A monad is a function that can be combined with other functions.

It's a closure (or functor to the cool kids) that can be bound and arranged into a more complex composite closure without a specification of any actual value to operate on.

It's a lazy operation declaration that can operate over a class of types rather than a specific type (though a type is a class of types with just a single type so this is more a note on potential rather than necessary utility) that can be composed and manipulated in languages like Haskell to easily create large declarative blocks of code that are very easy to understand and lend themselves easily to abstract proofs about execution.

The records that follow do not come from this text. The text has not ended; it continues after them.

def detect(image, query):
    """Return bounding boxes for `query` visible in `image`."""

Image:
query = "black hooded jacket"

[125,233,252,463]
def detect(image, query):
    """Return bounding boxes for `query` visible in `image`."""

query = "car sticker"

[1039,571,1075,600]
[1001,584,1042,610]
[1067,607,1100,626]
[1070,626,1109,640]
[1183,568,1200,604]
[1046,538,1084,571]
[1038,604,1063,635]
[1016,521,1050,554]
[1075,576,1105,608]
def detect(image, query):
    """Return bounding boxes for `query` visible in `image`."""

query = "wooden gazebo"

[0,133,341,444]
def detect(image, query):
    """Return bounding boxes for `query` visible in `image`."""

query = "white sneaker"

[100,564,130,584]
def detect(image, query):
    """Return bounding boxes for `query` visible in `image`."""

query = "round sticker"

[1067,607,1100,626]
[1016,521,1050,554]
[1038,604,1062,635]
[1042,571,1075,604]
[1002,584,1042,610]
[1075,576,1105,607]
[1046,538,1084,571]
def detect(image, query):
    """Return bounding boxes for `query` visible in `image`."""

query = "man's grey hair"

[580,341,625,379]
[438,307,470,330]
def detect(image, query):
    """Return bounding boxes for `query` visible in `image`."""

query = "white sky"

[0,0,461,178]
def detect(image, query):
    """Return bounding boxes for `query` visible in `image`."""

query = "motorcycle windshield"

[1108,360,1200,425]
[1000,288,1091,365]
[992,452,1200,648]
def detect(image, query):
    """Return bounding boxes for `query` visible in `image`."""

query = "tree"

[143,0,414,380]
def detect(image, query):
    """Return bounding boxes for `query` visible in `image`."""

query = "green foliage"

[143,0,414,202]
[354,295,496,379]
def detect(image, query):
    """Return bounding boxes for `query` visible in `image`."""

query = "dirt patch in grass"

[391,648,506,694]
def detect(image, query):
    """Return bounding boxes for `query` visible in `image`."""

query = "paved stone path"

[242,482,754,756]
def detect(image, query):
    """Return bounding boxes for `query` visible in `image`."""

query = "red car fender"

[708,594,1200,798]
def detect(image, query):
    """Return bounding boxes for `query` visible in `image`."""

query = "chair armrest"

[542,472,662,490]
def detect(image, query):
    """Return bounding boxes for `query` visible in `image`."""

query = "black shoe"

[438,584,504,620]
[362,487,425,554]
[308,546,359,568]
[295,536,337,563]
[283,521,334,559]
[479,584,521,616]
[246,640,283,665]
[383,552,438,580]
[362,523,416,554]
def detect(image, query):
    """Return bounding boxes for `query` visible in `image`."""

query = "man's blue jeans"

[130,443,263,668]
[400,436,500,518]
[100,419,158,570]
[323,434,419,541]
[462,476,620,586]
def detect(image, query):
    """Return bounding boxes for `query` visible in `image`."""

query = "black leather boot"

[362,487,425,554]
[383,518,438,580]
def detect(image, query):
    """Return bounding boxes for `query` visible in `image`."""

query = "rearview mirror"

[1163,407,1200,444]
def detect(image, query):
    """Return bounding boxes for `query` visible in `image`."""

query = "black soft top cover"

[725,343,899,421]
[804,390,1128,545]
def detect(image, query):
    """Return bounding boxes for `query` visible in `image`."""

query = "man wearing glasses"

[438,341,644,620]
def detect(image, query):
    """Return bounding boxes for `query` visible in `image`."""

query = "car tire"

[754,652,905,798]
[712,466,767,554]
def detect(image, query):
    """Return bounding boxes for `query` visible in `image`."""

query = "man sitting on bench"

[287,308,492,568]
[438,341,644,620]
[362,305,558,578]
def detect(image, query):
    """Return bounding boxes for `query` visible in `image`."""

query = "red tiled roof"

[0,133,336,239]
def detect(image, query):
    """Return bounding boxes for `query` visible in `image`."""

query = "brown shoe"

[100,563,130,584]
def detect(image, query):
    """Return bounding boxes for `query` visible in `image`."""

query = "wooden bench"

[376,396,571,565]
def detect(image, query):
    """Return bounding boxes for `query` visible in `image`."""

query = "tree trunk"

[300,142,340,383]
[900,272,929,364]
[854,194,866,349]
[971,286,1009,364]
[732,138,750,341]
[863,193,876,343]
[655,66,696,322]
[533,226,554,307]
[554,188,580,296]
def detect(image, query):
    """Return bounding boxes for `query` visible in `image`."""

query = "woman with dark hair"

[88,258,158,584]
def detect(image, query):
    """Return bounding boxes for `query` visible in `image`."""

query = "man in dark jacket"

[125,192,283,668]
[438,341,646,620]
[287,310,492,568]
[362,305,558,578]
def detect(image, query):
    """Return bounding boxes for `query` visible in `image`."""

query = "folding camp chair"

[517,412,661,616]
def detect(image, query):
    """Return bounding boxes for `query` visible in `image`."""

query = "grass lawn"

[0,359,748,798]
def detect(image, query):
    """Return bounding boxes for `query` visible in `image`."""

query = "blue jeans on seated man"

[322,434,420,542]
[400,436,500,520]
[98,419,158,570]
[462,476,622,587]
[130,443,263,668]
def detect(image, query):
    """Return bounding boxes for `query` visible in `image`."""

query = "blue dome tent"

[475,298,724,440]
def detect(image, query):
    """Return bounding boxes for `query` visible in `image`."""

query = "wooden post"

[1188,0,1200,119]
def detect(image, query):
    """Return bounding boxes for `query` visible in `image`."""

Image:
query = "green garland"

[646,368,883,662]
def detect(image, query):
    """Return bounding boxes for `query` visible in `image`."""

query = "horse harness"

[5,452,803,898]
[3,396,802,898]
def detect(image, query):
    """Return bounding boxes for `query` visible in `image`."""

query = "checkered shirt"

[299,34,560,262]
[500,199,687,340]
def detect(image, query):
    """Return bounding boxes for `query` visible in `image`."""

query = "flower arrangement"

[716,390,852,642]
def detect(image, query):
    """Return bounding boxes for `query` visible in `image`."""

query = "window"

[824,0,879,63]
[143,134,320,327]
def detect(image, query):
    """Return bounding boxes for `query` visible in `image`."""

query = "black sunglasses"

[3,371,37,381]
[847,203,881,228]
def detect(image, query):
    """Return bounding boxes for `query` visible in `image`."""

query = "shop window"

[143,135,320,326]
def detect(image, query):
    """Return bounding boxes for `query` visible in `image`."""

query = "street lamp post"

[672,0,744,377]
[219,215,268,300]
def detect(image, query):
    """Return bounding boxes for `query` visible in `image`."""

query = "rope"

You've probably used them or a pattern like them in your code without realizing it.

1718627440•2m ago
So it's a function pointer, right? /s
ilikebits•30m ago
Monads are a generalization of Promises. Each type in Monad defines their own `.then` in a different way. For promises, `.then` is defined as "run this function once you have this deferred value from the last promise". For optionals (`Maybe`), `.then` is defined as "run this function if the last optional had an actual value". For Either, `.then` is defined as "run this function if the last Either returned Right, otherwise early-return with the value from Left" (this is functional early-return, basically).
astrange•26m ago
It's an implementation of the typeclass Monad, which happens to come with a special "do" keyword.
the__alchemist•22m ago
Nan-in received a university professor who came to inquire about Monads

Nan-in served tea. He poured his visitor’s cup full, and then kept on pouring.

The professor watched the overflow until he no longer could restrain himself. “It is overfull. No more will go in!”

“Like this cup,” Nan-in said, “you are full of your own opinions and speculations. How can I show you a Monad unless you first empty your cup?”

tasuki•3m ago
This is as good an explanation of monads as any. Which is to say, bad.
jancsika•36m ago
It'd be nice to have a process like the following:

1. I free solo a bunch of junk in vanilla javascript with state flowing hither and thither until I'm out of coffee

2. I test the exact behaviors(s) I wanted to make possible in the GUI I just wrote.

3. The framework whitelists only the event chains from my test.

4. For any blacklisted event chains, the user gets a Youtube video screencast of the whitelisted test so they can learn the correct usage of my GUI.

spewffs•26m ago
Yes monads in general are too expressive but the answer isn't to limit the typeclass to something between applicative and monad but rather to limit what monads are allowed. The problem is that there should only be one monad: an effect monad loaded with various effects depending on the side effect needed. Instead of defining this or that monad, there should only be the capability to define the effect you need.

In that case, everything runs within the effect monad and then no one would ever really need to learn what a monad is, just that some calls are effectful (like reading a file or throwing an exception).